これらの各特許文献に記載される液体燃料電池は、燃料タンクから液体燃料を毛管力で燃料極に供給するため、液体燃料を圧送するためのポンプを必要としないなど小型化に際してメリットがある。
このように従来の燃料電池用燃料貯留体では、燃料極に直接液体燃料を供給する際に、燃料の供給が不安定で動作中の出力値に変動が生じたり、安定な特性を維持したまま携帯機器への搭載が可能な程度の小型化は困難であるのが現状である。
この燃料電池は、今までにない優れた機能を有するものであるが、カートリッジ型燃料貯留体が加熱されて高温状態となった場合に、液体燃料の沸騰、気泡の発生、燃料の吹き出しなどが若干生じるなどの課題がある。
(1) 燃料電池本体に連結自在となる燃料貯留体であって、該燃料貯留体を、液体燃料を収容する燃料収容容器と、燃料流出部と、該燃料収容容器後端に設けられた封止体と、燃料流出部と封止体との間に、該液体燃料を封止すると共に、液体燃料の消費に伴い移動する追従体とから構成し、前記燃料収容容器内部が燃料流出部と追従体とにより少なくとも密封された燃料貯蔵室と、封止体により外気からは隔絶密封された状態の前記追従体を押圧する手段として燃料貯蔵室に封入された液体燃料よりも高い蒸気圧を持つ組成の揮発性液体が封入されている加圧室とを備えたことを特徴とする燃料電池用燃料貯留体。

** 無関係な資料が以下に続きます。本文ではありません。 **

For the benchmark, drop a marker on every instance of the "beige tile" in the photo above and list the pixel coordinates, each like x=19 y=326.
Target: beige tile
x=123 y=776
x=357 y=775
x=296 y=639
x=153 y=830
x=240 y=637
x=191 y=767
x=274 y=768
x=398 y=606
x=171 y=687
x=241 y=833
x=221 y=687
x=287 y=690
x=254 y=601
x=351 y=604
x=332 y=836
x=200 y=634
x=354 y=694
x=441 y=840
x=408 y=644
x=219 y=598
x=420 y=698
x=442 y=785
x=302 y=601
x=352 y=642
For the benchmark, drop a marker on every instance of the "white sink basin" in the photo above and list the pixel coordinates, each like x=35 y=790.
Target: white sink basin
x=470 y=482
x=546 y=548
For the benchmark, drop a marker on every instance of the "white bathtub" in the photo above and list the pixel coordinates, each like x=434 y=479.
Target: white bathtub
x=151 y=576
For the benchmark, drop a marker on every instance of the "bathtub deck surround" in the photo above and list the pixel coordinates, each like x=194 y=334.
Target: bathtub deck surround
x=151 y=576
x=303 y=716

(2) 加圧室に封入される揮発性液体は、少なくとも加圧室の容積と燃料貯蔵室の容積とを合計した容積を飽和蒸気圧にできる量が封入されている上記(1)記載の燃料電池用燃料貯留体。
(3) 加圧室には、空気置換可能な密閉弁が少なくとも1つ備えている上記(1)又は(2)に記載の燃料電池用燃料貯留体。
(4) 密閉弁は、揮発性液体の100℃における蒸気圧下においてもリークしない密閉弁からなる上記(3)記載の燃料電池用燃料貯留体。

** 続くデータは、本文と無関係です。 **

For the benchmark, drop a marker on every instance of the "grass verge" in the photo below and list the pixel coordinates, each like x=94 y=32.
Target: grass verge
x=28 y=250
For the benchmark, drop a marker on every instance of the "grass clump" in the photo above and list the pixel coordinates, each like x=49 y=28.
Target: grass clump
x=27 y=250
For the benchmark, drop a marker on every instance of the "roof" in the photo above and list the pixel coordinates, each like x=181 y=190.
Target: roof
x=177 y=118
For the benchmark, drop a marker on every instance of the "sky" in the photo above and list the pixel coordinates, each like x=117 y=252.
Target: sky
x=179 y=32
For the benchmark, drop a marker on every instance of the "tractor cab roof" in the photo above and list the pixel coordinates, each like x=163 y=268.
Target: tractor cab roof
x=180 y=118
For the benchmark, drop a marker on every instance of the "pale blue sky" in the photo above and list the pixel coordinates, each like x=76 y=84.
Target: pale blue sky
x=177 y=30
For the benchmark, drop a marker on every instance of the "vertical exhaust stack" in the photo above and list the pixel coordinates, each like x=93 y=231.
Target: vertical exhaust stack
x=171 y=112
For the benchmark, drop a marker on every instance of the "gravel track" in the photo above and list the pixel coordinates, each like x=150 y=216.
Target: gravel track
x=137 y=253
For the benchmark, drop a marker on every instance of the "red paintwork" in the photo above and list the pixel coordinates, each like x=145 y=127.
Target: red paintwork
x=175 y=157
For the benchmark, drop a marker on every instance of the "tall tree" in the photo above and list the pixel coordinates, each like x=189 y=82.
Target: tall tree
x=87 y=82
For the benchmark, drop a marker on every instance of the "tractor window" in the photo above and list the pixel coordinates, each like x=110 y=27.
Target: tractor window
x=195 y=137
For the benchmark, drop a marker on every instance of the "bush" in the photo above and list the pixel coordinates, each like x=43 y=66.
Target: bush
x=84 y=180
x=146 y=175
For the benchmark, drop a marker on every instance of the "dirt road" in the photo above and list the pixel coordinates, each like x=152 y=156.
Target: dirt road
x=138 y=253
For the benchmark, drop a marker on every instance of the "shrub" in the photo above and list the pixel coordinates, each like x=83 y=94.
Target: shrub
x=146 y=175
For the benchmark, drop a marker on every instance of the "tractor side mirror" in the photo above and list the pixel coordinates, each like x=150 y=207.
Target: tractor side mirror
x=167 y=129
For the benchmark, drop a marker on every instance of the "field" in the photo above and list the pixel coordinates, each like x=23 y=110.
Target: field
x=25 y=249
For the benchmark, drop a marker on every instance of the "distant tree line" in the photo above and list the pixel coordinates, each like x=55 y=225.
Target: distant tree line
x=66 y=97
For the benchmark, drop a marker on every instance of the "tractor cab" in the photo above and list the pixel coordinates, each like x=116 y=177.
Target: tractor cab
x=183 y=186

(5) 液体燃料がメタノール液、エタノール液、ジメチルエーテル(DME)、ギ酸、ヒドラジン、アンモニア液、エチレングリコール、ショ糖水溶液及び水素化ホウ素ナトリウムから選ばれる少なくとも1種である上記(1)〜(4)の何れか一つに記載の燃料電池用燃料貯留体。
(6) 燃料電池本体は、燃料電極体の外表部に電解質層を構築し、該電解質層の外表部に空気電極層を構築することで形成される単位セルが複数連結されると共に、上記単位セルには上記(1)〜(5)の何れか一つに記載の燃料電池用燃料貯留体に接続される燃料供給体が連結されて液体燃料が供給される構成となる燃料電池。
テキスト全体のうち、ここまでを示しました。